The government will still hold the financial responsibility of lending money to students and families for school. However, once a servicing contractor is selected, that company will be the primary entity that borrowers go through.
“If that loan servicer doesn’t do its job well that could be a problem,” Robinson said. “There could be a lot of complaints from borrowers, but that’s an 'if.' It’s not a certainty that that will be the case. They’ll just have to be very careful when they choose which loan servicer is going to have all of these loans.”
The Department of Education will accept detailed plans through July from bidders looking to be the government’s exclusive student-loan servicing contractor, and this plan will go into effect in 2019, when the current plan expires.

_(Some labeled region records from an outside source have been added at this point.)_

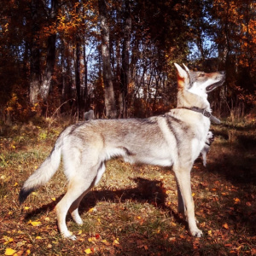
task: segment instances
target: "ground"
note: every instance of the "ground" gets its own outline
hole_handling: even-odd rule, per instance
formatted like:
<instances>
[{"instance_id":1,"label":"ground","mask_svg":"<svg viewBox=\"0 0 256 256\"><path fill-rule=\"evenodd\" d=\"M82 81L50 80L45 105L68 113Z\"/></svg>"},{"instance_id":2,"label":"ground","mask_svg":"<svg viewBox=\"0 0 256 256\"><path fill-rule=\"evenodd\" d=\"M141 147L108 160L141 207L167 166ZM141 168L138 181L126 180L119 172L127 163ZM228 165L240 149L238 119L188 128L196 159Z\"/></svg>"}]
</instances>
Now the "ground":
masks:
<instances>
[{"instance_id":1,"label":"ground","mask_svg":"<svg viewBox=\"0 0 256 256\"><path fill-rule=\"evenodd\" d=\"M110 160L84 197L84 225L67 217L77 241L63 240L55 207L65 193L61 167L21 207L19 191L50 152L61 126L42 121L2 129L0 137L1 255L256 255L255 122L212 126L216 139L205 168L191 172L202 238L188 232L177 211L170 168Z\"/></svg>"}]
</instances>

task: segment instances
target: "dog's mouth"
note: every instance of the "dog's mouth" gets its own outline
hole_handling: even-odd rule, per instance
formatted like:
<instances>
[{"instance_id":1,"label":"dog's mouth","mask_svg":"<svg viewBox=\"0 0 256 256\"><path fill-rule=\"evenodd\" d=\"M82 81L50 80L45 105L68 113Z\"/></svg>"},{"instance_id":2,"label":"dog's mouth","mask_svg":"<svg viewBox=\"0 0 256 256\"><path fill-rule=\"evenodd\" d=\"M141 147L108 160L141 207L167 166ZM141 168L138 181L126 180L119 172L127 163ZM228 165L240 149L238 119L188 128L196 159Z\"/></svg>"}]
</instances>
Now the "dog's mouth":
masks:
<instances>
[{"instance_id":1,"label":"dog's mouth","mask_svg":"<svg viewBox=\"0 0 256 256\"><path fill-rule=\"evenodd\" d=\"M218 81L217 83L214 83L214 84L207 86L207 89L206 89L207 92L208 93L208 92L213 90L214 89L216 89L217 87L221 86L224 84L224 79L223 79L221 81Z\"/></svg>"}]
</instances>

Under this new amendment, undergraduate students will be offered one choice for an income-based repayment plan, which requires students to pay 12.5% of their discretionary income for 15 years. According to Robinson, this will make repayment easier to manage.
The department’s proposal also amends the public service loan forgiveness program, which was formed under the Bush administration and carried out under the Obama administration.
The public service loan forgiveness program promises to cancel student debt for those who work for the government or nonprofit organizations if they can make on-time payments for 10 years. This can apply to teachers, law enforcement officers and a wide variety of careers.
Jay Schalin, the director of policy analysis for the James G. Martin Center, said the people who benefit from this program often use it for a graduate degree rather than financial issues.
According to the federal student loan report, approximately 40 percent of the student loan debt total is accounted for by those taking out loans for graduate school.
According to the Department of Education, the plan is estimated to save taxpayers over $130 million in the first five years of the contract. However, in a country where approximately 70 percent of college students are student loan borrowers, the proposal will likely face intense scrutiny from the public.